The historical parallel that Qualcomm's leadership keeps invoking is Nvidia's transformation from a graphics card company into the default compute infrastructure for AI. Nvidia's five-year stock surge of approximately 911% reflects the leverage that comes from owning the compute fabric for a dominant new workload. Qualcomm is betting that 6G radio networks will generate a similarly large and durable compute demand — and that it can occupy the silicon position in that network before Nvidia or Ericsson locks it down.
Qualcomm's first 6G silicon is targeted for 2028, with early commercial launches in 2029 and deployment at scale by 2030, CEO Cristiano Amon said on the company's Q2 FY2026 earnings call. The 3GPP standards body locked the Release 21 specification timeline in June, setting a March 2029 freeze date — the point at which chip vendors can begin designing certified 6G silicon. That timeline is tight, and it is the same window Nvidia's Nokia alliance is building toward.
The small-cell exit, seen in this light, is not an admission of defeat. It is a conservation of engineering resources for a bet that carries far higher stakes — and far less margin for error.
Qualcomm stopped selling its FSM100 and FSM200 small-cell chips to new customers starting in late 2025, keeping support in place for existing clients but ending new-buyer engagement. The exit frees engineering resources for 6G RAN silicon, where Qualcomm believes the compute market is substantially larger and structurally more defensible than in 5G small-cell hardware, where Ericsson and Nokia hold commanding positions.
Nokia launched its commercial AI-native RAN platform on July 15, 2026, built on Nvidia's Aerial AI-RAN software and CUDA-powered GPU hardware. The platform targets more than 100% spectral efficiency gains by 2028 and will enter T-Mobile field trials before year-end, with commercial service in 2027. Its significance for Qualcomm is competitive: Nokia chose Nvidia's silicon for the Layer 1 compute role that Qualcomm is positioning to fill in 6G. The more operators build AI-RAN workflows on CUDA, the stronger Nvidia's software moat becomes — which is exactly what the Modular acquisition is designed to counter.
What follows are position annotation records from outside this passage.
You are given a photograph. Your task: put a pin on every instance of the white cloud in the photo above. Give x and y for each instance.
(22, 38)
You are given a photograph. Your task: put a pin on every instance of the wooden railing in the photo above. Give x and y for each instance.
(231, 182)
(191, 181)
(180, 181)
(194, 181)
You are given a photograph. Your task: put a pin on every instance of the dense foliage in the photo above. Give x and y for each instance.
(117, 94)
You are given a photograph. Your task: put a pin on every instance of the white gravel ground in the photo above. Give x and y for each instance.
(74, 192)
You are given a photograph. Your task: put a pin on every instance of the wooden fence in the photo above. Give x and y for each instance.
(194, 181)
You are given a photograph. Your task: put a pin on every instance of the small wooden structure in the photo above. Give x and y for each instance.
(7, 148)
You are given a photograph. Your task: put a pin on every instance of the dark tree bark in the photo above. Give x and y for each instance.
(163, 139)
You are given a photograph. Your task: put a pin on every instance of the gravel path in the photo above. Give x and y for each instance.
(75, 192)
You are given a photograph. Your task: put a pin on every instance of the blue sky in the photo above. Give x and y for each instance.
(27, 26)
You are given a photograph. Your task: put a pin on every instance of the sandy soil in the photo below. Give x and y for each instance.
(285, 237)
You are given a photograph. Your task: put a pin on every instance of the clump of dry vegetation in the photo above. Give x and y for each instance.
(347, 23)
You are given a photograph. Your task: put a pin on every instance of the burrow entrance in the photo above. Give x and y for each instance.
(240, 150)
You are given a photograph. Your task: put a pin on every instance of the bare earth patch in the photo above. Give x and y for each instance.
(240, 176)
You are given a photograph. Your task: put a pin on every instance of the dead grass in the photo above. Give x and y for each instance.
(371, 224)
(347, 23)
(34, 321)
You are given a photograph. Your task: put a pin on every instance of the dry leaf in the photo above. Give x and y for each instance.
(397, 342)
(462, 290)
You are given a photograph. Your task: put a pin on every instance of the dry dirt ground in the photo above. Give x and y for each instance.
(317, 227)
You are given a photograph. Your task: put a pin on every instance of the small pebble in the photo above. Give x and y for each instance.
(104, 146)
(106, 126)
Modular's Mojo programming language and MAX inference engine let developers write AI code once and deploy it across chips from Nvidia, AMD, Intel, and Qualcomm without hardware-specific rewrites. This directly targets CUDA lock-in, which has kept roughly four million developers tied to Nvidia hardware for nearly two decades. The deal, valued at approximately $3.92 billion and announced June 24, is expected to close in the second half of 2026. The critical open question is whether Qualcomm will keep MAX genuinely hardware-agnostic after the acquisition closes or optimize it primarily for Qualcomm silicon — which would replace one form of lock-in with another.
Not exactly. Qualcomm's stated 6G strategy involves providing the silicon and compute platform — the Layer 1 accelerator and eventually a full distributed-unit server including CPU and NPU — while leaving Layer 2 and Layer 3 software to established RAN vendors. Ericsson's CEO has named Qualcomm as a possible future hardware supplier, which suggests a co-existence model is at least plausible. What Qualcomm is betting against is a future where traditional vendors lock operators into proprietary compute stacks the way they have in 5G — and in that bet, its most direct competitor is not Ericsson but Nvidia.